It's been 40 years since "Jaws" first hit theaters and terrorized ocean swimmers everywhere. Filmed on Martha's Vineyard, Massachusetts, the movie hit theaters June 20, 1975, and starred, from left, Robert Shaw, Roy Scheider and Richard Dreyfuss. Click through for more scenes from the movie.

"Jaws" became the highest-grossing film in history -- until dethroned two years later by "Star Wars" -- and made many people afraid to swim in the ocean. Some viewers even told screenwriter Carl Gottlieb that the movie made them uneasy in swimming pools.
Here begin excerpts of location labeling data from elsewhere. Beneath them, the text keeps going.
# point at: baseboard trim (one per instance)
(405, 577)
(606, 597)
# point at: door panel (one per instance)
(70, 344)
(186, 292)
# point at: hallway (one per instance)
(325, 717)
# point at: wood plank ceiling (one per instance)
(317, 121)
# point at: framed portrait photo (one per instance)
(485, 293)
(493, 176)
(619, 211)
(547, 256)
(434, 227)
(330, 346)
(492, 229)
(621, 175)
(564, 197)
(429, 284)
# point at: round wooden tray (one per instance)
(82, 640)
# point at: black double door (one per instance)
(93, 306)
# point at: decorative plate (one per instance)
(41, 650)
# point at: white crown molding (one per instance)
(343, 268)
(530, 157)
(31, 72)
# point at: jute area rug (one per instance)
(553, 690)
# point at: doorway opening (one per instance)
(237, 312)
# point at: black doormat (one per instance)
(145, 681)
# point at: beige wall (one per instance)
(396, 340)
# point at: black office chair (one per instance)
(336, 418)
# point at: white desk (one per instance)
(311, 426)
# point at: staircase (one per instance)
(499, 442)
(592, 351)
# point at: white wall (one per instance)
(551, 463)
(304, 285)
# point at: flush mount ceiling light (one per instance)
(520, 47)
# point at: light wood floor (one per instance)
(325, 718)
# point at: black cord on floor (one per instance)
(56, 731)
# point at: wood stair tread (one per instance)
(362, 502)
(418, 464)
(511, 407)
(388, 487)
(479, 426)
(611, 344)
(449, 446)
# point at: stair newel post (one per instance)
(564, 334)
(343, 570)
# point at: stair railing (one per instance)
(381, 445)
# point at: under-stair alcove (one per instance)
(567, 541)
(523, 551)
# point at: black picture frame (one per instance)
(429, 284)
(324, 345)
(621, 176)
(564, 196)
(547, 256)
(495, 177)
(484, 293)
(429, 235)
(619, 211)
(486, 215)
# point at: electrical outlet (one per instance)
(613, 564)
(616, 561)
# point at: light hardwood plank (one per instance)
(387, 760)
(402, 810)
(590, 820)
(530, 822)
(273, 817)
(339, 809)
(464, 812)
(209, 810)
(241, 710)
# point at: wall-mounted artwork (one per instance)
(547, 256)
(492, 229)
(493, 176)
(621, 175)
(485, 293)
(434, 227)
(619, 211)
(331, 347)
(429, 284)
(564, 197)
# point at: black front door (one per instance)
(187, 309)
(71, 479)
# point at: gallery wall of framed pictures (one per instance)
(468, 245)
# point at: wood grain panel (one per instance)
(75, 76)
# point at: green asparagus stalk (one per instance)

A then-unknown in his mid-twenties, Steven Spielberg (seen here in 1978) was not the producers' first choice to direct the movie. An earlier candidate was rejected after he kept referring to the shark as a "whale." Years later, it's hard to imagine anyone could have done a better job than the man who went on to direct "E.T.," "Jurassic Park" and "Saving Private Ryan."

Observers credit some of "Jaws'" popularity to its terrifying poster, which showed a monstrous shark rising from the deep to attack an unsuspecting swimmer.

Susan Backlinie played Chrissie, the shark's first victim, in the movie's opening scene. Crew members hidden underwater yanked Backlinie back and forth with cables to make it appear like she was being attacked.

Scheider, who was known for playing tough cops in movies like "The French Connection," was cast against type as police chief Brody, who is afraid of the ocean. Spielberg wanted audiences to identify with Brody's everyman vulnerability.

Marine biologist Hooper (Dreyfuss) inspects a captured shark which the resort town hopes is the one that's been terrorizing its waters. Local fisherman had no luck catching a real shark for this scene, so producers had to fly in a dead (and decomposing) 13-foot tiger shark from Florida.

The movie's second half was a battle at sea between three men and the massive shark. The mechanical shark built by the studio's props department looked fake and didn't move well in the water, forcing Spielberg to be more subtle in suggesting its presence -- a savvy decision that heightened the movie's suspense.

In this scene the trio use a fishing rod in a futile attempt to land the shark. Shaw's salty Quint character was partly inspired by Captain Ahab, the obsessed whale hunter in Moby Dick.

In the movie's climactic scene, Scheider faces off one last time against the approaching shark. The actor reluctantly returned for the 1978 sequel, "Jaws 2," to fulfill his contract with Universal Pictures.